TEMOS QUE REDUZIR A DESPESA DE FUNCIONAMENTO

A necessidade de redução da despesa pública de funcionamento, maioritariamente dominado por salários e remunerações, também marcou a reflexão sobre a sustentabilidade da dívida pública. Economista e assessor da Câmara de Comércio de Moçambique, Hipólito Hamela, defendeu que há uma relação intrínseca entre a dívida pública e a elevada despesa do Estado.

“Este país está com um problema gravíssimo. A despesa pública está direccionada ao consumo, não está direccionada ao investimento. Todo o dinheiro que é arrecadado dos bolsos dos empresários e todos os impostos que os empresários pagam são destinados ao consumo”, vincou o economista, alertando para a necessidade de mudança desse cenário.

Mas Hipólito Hamela tem pouca fé de que grandes mudanças possam acontecer a curto prazo, considerando que tal oportunidade pode ser encontrada na transição de ciclo governativo. “As grandes mudanças são tomadas no início dos mandatos. Então, eu acredito que, no próximo mandato, o novo líder possa fazer mudanças profundas.”

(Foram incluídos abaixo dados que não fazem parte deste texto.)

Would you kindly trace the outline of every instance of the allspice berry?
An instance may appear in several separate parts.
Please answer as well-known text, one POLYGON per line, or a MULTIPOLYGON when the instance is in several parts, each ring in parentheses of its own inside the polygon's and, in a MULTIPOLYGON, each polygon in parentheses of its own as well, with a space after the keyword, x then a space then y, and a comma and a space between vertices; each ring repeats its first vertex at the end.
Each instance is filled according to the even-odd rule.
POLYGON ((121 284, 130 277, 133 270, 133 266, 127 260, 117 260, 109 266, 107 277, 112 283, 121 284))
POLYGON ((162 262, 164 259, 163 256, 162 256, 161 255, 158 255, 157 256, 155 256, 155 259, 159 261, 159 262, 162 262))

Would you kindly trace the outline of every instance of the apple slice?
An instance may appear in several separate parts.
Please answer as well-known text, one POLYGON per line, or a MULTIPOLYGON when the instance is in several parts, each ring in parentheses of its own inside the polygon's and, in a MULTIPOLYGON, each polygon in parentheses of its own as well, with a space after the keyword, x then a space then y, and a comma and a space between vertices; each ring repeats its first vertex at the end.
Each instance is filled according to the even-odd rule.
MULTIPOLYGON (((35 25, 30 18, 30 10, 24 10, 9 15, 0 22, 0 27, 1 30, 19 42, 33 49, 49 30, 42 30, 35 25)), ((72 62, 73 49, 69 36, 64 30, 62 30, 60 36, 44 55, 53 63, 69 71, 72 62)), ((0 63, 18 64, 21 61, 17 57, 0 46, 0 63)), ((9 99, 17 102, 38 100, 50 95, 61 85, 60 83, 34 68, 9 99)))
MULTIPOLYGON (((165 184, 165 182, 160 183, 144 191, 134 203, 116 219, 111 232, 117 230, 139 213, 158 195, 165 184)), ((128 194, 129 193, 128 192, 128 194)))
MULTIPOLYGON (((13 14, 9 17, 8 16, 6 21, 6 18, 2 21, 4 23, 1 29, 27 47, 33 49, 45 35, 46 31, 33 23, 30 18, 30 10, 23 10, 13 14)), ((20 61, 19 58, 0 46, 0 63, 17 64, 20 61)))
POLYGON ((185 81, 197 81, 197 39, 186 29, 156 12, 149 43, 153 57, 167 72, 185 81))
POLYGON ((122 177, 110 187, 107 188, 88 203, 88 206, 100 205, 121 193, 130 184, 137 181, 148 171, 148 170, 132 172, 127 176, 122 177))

Por seu turno, o economista António Souto defende que, mais do que reduzir a despesa, é preciso alterar a estrutura da despesa pública. E a despesa deve estar maioritariamente virada para investimento na melhoria das condições de vida da população e em projectos que possam gerar retorno, através da criação de capacidade de pagamento dos financiamentos.

De resto, os diversos participantes na reflexão sobre a sustentabilidade da dívida advogaram que é preciso “limpar” das contas públicas as chamadas dívidas ocultas que aumentaram o stock da dívida pública e levaram o nome do país ao descrédito perante os seus parceiros de cooperação.